# taz.de -- Erstes Covid-19-Opfer in Europa: Corona-Todesfall in Paris
       
       > In Paris ist ein chinesischer Tourist dem Coronavirus erlegen. In Ägypten
       > gibt es nun auch einen Infizierten. Er ist in Quarantäne.
       
 (IMG) Bild: Im „L·hôpital Bichat“ starb ein an dem Coronavirus erkrankter Mensch
       
       Paris/Kairo dpa | Erstmals ist ein an dem Coronavirus erkrankter Mensch in
       Europa gestorben. Der chinesische Tourist sei in einer Pariser Klinik der
       Krankheit erlegen, teilte die französische Gesundheitsministerin Agnès
       Buzyn am Samstag mit. Bei dem Mann handelte es sich demnach um einen
       80-Jährigen aus der schwer betroffenen zentralchinesischen Provinz Hubei,
       in der auch Wuhan liegt. Der Tourist war Anfang Februar auf die
       Intensivstation des Krankenhauses Bichat in der französischen Hauptstadt
       gebracht worden. Sie sei gestern über den Tod des Mannes informiert worden,
       sagte Buzyn. Der Patient sei mehrere Tage in kritischem Zustand gewesen.
       
       In zahlreichen europäischen Ländern, auch in Deutschland, wurden in den
       vergangenen Wochen Menschen gemeldet, die [1][mit dem neuen Coronavirus
       infiziert sind]. Bislang war aber niemand gestorben, bei einigen Patienten
       verlief die Erkrankung nahezu ohne Symptome.
       
       Auf dem [2][chinesischen Festland stieg derweil] die Zahl der Todesfälle
       nach offiziellen Angaben auf 1523. Die Zahl der neu nachgewiesenen
       Erkrankungen stieg dort um 2641 auf 66 492 Fälle. Außerhalb des
       chinesischen Festlands sind im Rest der Welt bislang etwa 600 Erkrankungen
       bestätigt. Die auf den Namen Covid-19 getaufte Lungenkrankheit kann neben
       Fieber und Husten [3][schwere Atemwegsprobleme verursachen].
       
       Unterdessen hat das neuartige Coronavirus mit Ägypten auch das erste Land
       Afrikas erreicht. Das ägyptische Gesundheitsministerium teilte am
       Freitagabend in Kairo mit, betroffen sei eine ausländische Person. Zur
       Nationalität machte das Ministerium keine weiteren Angaben.
       
       ## Erster Corona-Fall in Ägypten
       
       Bei dem ersten Fall des neuartigen Coronavirus in Ägypten handelt es sich
       nach Angaben der Regierung um eine 33 Jahre alte ausländische Person.

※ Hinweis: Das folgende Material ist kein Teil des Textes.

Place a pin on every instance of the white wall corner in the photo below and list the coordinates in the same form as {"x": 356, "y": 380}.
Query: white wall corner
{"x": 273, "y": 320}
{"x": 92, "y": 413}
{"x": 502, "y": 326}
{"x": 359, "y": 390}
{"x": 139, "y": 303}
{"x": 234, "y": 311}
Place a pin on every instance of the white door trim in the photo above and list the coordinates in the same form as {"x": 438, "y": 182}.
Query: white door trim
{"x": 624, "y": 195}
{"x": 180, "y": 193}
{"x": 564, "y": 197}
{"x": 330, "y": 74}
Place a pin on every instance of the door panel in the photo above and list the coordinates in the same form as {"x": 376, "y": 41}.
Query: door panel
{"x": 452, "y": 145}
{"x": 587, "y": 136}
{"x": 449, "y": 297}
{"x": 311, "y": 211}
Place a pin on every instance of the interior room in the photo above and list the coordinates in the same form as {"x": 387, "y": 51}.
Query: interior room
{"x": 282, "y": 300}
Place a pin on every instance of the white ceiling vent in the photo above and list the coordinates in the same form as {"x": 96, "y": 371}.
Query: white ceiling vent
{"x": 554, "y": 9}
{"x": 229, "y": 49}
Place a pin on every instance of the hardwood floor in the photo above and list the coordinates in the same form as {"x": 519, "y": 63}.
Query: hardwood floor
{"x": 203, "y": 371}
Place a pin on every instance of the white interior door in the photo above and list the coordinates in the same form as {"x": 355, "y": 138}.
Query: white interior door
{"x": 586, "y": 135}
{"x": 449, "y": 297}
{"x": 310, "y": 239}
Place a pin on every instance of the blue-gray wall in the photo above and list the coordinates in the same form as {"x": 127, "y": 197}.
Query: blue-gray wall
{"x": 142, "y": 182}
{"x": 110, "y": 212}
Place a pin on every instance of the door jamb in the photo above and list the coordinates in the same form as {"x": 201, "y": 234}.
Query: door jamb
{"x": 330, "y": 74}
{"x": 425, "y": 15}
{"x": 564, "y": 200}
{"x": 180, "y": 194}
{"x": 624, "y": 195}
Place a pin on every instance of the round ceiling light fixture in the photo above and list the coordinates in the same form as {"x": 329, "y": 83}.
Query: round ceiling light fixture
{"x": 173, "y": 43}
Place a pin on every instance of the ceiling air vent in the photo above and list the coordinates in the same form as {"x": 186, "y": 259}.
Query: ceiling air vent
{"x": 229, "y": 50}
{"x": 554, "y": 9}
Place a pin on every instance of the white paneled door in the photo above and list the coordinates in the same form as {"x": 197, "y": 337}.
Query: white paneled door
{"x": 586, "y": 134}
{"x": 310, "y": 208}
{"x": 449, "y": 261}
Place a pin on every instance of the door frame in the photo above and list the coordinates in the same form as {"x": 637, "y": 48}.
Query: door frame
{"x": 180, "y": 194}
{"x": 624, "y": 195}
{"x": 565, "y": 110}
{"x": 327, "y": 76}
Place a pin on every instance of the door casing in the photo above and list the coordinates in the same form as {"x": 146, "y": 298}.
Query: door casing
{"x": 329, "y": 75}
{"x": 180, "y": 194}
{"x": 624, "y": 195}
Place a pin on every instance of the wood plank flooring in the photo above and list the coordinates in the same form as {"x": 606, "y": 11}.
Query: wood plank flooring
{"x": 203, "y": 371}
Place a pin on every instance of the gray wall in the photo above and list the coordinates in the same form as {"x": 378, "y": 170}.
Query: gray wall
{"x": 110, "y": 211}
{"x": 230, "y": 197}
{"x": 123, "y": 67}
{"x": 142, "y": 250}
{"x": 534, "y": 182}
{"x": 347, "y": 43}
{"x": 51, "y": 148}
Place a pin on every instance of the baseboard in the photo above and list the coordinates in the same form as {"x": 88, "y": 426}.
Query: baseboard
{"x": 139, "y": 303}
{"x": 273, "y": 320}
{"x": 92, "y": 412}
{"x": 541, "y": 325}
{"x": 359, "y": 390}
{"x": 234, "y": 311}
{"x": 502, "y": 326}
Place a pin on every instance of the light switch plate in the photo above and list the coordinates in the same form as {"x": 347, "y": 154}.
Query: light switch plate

       Gesundheitsministerin Hala Said machte in einem Fernsehinterview am
       Freitagabend jedoch keine weiteren Angaben zur Identität des Patienten.
       Auch die Nationalität blieb unklar. Der Fall sei nach der Ankunft des
       Patienten in Ägypten durch ein Screeningprogramm entdeckt worden, sagte sie
       dem Sender MBC Masr.
       
       Die infizierte Person zeige keinerlei Symptome und bleibe 14 Tage auf einer
       Isolierstation, erklärte die Gesundheitsministerin. Ägypten habe alle
       erforderlichen Maßnahmen nach den Standards der Weltgesundheitsorganisation
       (WHO) ergriffen. Said zufolge lebte der Patient in Ägypten mit drei anderen
       Menschen zusammen, die dieselbe Nationalität haben. Bei allen, die mit dem
       Patienten zu tun gehabt hätten, seien die Tests auf den Erreger negativ
       ausgefallen.
       
       Bei dem Fall handelt es sich um die erste Infektion mit dem neuartigen
       Virus in Afrika. Die [4][WHO arbeitet seit Wochen daran], Länder mit einem
       schwachen Gesundheitssystem in Afrika und anderswo auf einen möglichen
       Covid-19-Ausbruch vorzubereiten. Unter anderem schickte die WHO Material
       für Tests zum Nachweis einer Infektion an zahlreiche Länder, darunter
       Ägypten, Kongo, Äthiopien, Kenia und Ghana, wie WHO-Chef Tedros Adhanom
       Ghebreyesus vor kurzem sagte.
       
       Die WHO-Region Afrika sah in einer Analyse vom 13. Februar die meisten der
       47 Länder begrenzt vorbereitet auf einen Ausbruch, nur sieben wurden als
       angemessen vorbereitet beurteilt. Darunter waren Algerien und Madagaskar.
       Ägypten gehört nicht zu der Afrika-Region, sondern arbeitet in der WHO in
       einem Verbund „Östliches Mittelmeer“ mit Ländern wie Syrien, Saudi-Arabien
       und Afghanistan. Die WHO-Region Östliches Mittelmeer hält unter anderem in
       einem Logistikzentrum in Dubai medizinisches Material bereit, das im Fall
       eines Ausbruchs in das entsprechende Land geschickt werden kann.